— Celui-là aussi, vous le cherchiez hier, remarqua le journaliste. Cela ne lui a pas porté chance.
Felipe allait ouvrir la bouche, quand le type haussa les épaules :
— Ce n’était pas un caballero. Il est certainement chez le diable, aujourd’hui.
— Dieu ait son âme ! murmura pieusement Felipe.
Les deux hommes prirent congé du journaliste. Il ne pouvait rien pour eux,
Felipe était désespéré :
— Je vais aller trouver mes collègues de la Securitad, señor SAS, dit-il. C’est ennuyeux, parce qu’ils vont me poser des tas de questions, et qu’ils seront un peu brutaux dans leurs recherches. Mais il n’y a plus rien à faire.
— Allons-y, dit Malko.
Lui non plus n’était pas chaud. Mettre la police locale dans l’histoire, c’était donner un coup de pied dans une fourmilière.

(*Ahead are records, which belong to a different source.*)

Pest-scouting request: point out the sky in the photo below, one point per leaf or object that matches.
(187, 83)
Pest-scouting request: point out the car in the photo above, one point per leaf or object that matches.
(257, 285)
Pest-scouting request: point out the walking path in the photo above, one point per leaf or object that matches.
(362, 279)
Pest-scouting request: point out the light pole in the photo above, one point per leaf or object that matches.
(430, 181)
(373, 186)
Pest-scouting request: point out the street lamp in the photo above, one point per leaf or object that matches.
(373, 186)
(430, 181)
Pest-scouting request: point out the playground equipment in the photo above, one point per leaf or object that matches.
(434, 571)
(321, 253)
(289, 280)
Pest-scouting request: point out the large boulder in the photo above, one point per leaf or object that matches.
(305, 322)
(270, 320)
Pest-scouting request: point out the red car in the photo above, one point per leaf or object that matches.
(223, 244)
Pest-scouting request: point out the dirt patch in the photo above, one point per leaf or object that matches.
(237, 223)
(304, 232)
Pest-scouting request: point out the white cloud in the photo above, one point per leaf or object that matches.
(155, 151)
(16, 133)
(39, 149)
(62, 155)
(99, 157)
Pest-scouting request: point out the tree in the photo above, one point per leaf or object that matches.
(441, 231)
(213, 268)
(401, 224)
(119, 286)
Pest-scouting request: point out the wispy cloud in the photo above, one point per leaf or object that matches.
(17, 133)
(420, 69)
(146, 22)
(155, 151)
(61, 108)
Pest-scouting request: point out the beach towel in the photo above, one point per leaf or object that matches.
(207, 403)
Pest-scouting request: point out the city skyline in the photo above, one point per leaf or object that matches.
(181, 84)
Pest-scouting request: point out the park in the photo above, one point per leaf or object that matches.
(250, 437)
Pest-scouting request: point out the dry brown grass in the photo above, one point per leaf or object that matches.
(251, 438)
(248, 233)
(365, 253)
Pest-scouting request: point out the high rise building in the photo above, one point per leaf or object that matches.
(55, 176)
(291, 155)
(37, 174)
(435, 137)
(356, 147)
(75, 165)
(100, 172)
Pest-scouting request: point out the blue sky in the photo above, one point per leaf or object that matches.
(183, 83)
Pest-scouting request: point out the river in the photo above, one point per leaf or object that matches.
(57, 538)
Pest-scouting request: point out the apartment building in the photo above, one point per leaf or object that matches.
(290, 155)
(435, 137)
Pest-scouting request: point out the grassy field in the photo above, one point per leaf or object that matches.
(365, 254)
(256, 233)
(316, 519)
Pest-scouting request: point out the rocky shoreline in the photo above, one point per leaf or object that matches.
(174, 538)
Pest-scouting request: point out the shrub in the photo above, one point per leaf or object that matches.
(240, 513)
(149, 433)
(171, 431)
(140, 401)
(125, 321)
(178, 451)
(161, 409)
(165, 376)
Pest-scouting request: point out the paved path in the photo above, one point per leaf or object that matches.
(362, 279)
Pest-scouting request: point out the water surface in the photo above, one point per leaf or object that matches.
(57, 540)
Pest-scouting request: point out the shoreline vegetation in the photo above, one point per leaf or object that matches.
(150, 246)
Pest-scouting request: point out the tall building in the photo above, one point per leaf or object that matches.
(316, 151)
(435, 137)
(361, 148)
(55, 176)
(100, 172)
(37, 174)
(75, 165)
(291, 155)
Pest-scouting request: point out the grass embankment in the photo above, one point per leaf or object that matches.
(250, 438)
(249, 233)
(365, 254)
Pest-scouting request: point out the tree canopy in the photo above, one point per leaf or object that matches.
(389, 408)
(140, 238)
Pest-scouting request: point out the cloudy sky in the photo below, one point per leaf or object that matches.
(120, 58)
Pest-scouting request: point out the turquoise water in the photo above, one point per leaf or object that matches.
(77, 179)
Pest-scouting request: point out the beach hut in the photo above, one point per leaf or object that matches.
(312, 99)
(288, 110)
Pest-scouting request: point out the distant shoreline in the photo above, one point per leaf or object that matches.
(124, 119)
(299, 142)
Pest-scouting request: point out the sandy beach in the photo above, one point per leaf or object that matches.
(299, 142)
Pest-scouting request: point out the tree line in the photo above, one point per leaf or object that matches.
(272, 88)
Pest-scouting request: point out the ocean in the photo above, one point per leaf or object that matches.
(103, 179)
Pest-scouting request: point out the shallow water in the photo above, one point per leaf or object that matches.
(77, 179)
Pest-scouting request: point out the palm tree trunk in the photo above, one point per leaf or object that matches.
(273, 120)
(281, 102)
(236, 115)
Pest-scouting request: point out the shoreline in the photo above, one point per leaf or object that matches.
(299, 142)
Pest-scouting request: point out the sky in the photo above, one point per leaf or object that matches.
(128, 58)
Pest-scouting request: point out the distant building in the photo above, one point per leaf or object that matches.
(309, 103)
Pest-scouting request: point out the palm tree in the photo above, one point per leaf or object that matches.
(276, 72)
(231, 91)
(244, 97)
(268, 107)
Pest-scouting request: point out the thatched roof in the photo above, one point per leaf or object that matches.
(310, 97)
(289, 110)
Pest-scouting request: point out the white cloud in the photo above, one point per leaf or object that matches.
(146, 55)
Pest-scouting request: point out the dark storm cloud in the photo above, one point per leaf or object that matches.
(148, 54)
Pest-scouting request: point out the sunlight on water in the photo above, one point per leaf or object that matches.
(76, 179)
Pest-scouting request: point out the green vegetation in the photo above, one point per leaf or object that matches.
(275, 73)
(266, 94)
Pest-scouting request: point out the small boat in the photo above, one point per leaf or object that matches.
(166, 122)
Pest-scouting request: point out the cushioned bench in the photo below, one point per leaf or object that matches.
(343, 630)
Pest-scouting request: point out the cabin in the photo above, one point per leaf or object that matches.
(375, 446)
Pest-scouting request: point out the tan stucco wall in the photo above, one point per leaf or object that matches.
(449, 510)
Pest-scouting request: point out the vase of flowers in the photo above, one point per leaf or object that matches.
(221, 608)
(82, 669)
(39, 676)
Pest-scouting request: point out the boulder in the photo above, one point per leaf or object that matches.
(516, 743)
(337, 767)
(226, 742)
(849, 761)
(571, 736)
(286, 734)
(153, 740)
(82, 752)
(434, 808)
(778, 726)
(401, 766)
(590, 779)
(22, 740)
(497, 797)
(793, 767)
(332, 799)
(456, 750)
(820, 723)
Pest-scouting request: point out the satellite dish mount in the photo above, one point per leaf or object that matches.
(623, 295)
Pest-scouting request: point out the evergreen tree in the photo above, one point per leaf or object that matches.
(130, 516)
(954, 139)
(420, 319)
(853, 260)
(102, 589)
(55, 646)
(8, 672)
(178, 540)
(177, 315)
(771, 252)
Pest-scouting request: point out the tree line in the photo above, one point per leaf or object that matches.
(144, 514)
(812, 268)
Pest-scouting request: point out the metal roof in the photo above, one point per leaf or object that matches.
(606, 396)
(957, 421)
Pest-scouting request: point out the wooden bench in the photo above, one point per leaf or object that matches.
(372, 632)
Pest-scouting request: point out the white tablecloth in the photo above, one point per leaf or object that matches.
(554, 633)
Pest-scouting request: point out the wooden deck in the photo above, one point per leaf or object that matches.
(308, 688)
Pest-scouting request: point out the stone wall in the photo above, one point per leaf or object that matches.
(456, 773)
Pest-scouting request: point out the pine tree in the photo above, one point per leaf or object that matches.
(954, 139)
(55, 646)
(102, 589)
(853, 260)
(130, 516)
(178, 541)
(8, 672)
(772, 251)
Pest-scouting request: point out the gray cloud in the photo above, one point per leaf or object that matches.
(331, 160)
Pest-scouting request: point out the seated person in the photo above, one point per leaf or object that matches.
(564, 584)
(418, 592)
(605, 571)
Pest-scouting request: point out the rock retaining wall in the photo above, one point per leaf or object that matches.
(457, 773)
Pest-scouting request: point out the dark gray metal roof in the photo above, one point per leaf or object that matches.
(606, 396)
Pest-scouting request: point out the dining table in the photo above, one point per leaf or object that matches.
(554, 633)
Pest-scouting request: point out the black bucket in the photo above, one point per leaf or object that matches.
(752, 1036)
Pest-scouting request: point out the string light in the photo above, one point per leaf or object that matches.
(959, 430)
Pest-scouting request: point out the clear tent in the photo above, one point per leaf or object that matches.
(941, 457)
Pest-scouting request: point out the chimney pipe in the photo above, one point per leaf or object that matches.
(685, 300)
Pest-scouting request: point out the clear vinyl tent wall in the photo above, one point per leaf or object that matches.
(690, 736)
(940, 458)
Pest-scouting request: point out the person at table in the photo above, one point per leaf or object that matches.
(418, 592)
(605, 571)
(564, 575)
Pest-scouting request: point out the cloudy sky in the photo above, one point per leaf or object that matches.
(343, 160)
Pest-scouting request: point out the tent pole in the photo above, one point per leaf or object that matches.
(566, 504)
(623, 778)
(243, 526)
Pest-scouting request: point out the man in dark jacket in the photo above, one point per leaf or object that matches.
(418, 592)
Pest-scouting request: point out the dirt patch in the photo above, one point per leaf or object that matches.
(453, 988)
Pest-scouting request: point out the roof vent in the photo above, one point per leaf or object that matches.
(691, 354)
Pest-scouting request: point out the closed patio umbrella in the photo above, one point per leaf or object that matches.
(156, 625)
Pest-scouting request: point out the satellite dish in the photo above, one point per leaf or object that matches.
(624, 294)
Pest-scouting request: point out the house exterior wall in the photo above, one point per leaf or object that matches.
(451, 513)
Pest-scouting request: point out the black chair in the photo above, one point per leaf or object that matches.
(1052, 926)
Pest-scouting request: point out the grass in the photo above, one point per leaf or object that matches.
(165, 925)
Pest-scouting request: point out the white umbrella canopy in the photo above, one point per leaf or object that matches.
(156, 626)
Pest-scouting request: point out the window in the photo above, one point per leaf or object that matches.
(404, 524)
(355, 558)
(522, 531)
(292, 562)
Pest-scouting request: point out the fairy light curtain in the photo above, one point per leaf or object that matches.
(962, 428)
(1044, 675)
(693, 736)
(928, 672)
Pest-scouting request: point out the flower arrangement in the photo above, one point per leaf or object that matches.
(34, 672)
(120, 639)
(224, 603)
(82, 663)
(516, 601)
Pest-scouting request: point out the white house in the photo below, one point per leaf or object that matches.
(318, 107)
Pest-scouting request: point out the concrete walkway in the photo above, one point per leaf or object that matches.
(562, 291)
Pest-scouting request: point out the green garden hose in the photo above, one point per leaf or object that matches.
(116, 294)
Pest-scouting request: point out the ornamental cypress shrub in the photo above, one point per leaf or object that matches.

Il sentait confusément qu’il y avait quelque chose à faire. Le soleil avait dû lui ramollir le cerveau, car il n’arrivait pas à trouver quoi. Ils revinrent à la voiture et Malko prit le volant. Au moment où il démarrait, un gosse poursuivant un ballon passa presque sous les roues de la voiture.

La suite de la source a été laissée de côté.